Kamalak, partisinin il kongresine katılmak üzere geldiği kentte iş adamlarıyla yemekte bir araya geldi.
Yemek öncesi gazetecilerin sorularını yanıtlayan Kamalak, "Sümmeye Erdoğan'a suikast iddiaları konusunda neler düşünüyorsunuz" sorusu üzerine bu konuya nereden bakılırsa bakılsın sevimsiz bir olay olduğunu söyledi.
Gerçek olup olmadığını bilmediğini belirten Kamalak, "Genelde medya mensupları, siyasiler bu olayın gerçek olmadığı kanaatinde. Öyle de olsa böyle de olsa sevimsiz bir olaydır diye düşünüyoruz. Zamana bırakmak lazım, herhalde Türkiye Cumhuriyeti Devleti olayları aydınlığa kavuşturacak kadar güçlüdür" diye konuştu.
"IŞİD tarafından Suriye'deki Süleyman Şah Türbesi'ni koruyan askerlerin esir alındığına yönelik iddialar var. Sizin bu konudaki görüşleriniz nelerdir" sorusu üzerine ise Kamalak, bu olayın gerçek olduğunu sanmadığını aktararak, "Kanaatimce IŞİD o kadar çılgınlık yapacak kadar akılsızlık değil diye düşünüyorum" diye cevap verdi.
Kamalak, daha sonra iş adamlarına yönelik yaptığı konuşmada, iktisadi bağımsızlığını elde edemeyen ülkelerin siyasi bağımsızlıklarını sürdürebilmelerinin mümkün olmadığını savundu.

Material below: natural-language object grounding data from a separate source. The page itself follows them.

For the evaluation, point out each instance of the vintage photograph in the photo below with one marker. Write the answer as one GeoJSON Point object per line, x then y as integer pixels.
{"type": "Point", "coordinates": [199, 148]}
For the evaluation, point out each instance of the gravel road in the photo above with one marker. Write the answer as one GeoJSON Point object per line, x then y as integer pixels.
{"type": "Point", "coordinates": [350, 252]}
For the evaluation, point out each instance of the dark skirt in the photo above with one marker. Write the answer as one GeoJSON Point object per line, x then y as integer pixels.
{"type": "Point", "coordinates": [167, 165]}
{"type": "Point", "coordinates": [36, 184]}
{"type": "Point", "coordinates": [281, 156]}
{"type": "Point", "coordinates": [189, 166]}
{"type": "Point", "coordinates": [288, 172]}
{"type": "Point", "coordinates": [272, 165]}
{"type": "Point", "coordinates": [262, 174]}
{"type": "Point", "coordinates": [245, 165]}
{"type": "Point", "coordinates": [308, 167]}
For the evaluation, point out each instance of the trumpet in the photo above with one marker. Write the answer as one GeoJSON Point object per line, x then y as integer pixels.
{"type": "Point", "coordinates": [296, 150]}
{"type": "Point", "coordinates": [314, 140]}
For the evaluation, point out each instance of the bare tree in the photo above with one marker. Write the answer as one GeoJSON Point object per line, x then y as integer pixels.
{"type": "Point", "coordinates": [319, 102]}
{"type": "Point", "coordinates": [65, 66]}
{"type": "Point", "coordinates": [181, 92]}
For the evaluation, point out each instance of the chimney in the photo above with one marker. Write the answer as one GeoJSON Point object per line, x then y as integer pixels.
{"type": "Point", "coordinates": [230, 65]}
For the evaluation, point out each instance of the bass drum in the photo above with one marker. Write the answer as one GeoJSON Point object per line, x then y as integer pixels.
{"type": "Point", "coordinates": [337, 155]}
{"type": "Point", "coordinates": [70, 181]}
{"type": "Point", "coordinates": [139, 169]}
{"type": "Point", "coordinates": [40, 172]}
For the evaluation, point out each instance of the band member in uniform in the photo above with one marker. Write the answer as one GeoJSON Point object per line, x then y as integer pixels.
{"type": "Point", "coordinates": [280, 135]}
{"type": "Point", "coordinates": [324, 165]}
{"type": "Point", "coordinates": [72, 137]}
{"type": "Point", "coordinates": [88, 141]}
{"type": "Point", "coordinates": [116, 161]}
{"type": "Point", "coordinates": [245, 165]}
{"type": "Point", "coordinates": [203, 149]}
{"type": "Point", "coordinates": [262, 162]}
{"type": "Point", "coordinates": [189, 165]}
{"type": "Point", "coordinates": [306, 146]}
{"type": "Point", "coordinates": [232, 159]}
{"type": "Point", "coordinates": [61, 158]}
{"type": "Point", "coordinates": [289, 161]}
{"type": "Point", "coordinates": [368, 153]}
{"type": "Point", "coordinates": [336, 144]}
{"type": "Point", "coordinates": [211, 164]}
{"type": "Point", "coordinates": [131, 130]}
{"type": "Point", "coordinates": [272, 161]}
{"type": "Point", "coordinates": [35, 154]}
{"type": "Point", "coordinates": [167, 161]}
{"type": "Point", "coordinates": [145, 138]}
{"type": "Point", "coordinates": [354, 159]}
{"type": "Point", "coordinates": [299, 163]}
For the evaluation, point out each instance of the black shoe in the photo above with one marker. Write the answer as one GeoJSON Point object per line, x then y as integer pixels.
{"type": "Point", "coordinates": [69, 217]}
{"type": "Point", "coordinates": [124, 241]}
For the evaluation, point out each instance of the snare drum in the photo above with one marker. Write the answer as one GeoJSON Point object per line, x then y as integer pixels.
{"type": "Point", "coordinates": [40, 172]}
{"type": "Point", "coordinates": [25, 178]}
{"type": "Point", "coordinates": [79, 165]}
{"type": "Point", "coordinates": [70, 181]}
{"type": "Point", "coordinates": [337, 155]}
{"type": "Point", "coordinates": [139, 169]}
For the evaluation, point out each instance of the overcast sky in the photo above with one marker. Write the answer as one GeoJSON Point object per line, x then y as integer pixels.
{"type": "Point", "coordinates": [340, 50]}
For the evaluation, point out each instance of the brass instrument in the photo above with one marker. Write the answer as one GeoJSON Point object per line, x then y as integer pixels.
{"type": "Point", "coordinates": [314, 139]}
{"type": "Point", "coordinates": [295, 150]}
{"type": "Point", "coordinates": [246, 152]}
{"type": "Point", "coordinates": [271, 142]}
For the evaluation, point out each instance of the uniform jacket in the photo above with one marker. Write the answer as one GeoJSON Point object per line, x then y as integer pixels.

İktisadi bağımsızlığın sürdürülebilmesi için de mutlak surette üniversitelerin yeniden dizayn edilmesi gerektirdiğini, yüksek teknolojiye mutlak surette belli program dahilinde üniversitelerde yer verilmesi gerektiğini anlatan Kamalak, şunları söyledi:
"Hedef, idealist gençlik. Üniversitelerde yüksek teknolojiye yönelik bir devlet anlayışı içerisinde program yok ama ilkokulda, ortaokulda var mı, orta öğretimde maalesef orada da yok. Şu halde eğitim sistemini bir bütün olarak ele almak durumundayız üretim için, çünkü bunlar bir binanın taşları gibi üst üste konulması gereken unsurlardır.'
- Kadın cinayetleri
Kamalak, gelinen noktaya bakıldığı zaman son 10 yıl içerisinde 7 bin küsur kadının, kocası, hısım akrabası, sevgilisi tarafından katledildiğini söyleyen Kamalak, şöyle devam etti:
"En yakın olay, biliyorsunuz Özgecan hadisesi. En yakın olaylardan bir tanesi, tek olay o değil. Türkiye genelinde o ses getirdiği için onu biliyoruz. Gelinen nokta bu. Düşünün bir anne diyor ki ağlıyor Özgecan'ın annesi, 'Kızımı bekledim, bekledim gelmedi' diyor. Ne korkunç bir şey bu. Düşünün insan kedisi gelmese kanaatimce ev kendisine zindan olur, nerede diye onu arar ama burada gelmeyen ve gelmeyecek olan onun öz ciğerinden kopan yavrusu. 20 yaşında bir fidan üniversite öğrencisi. Ne oluyor, 22 yaşındaki, bu ülkenin okullarında yetişmiş olan bir genç tarafından hunharca katlediliyor, bunun daha vahimi babasından, arkadaşından yardım istiyor. Onlar da geliyor diyor ki 'Oğlum kız yüzünü cırmalamış, tırnaklarının arasında senin deriler var, ne yapalım, elini kes.' Yetmedi 'yakalım' diyor ve yakılıyor. Peki Milli Görüş ne diyor, önce ahlak ve maneviyat ancak nasıl bir ahlak ve maneviyat, hiç şüphesiz ki bu milletin örfüne, adetine, inancına uygun bir ahlak ve maneviyat."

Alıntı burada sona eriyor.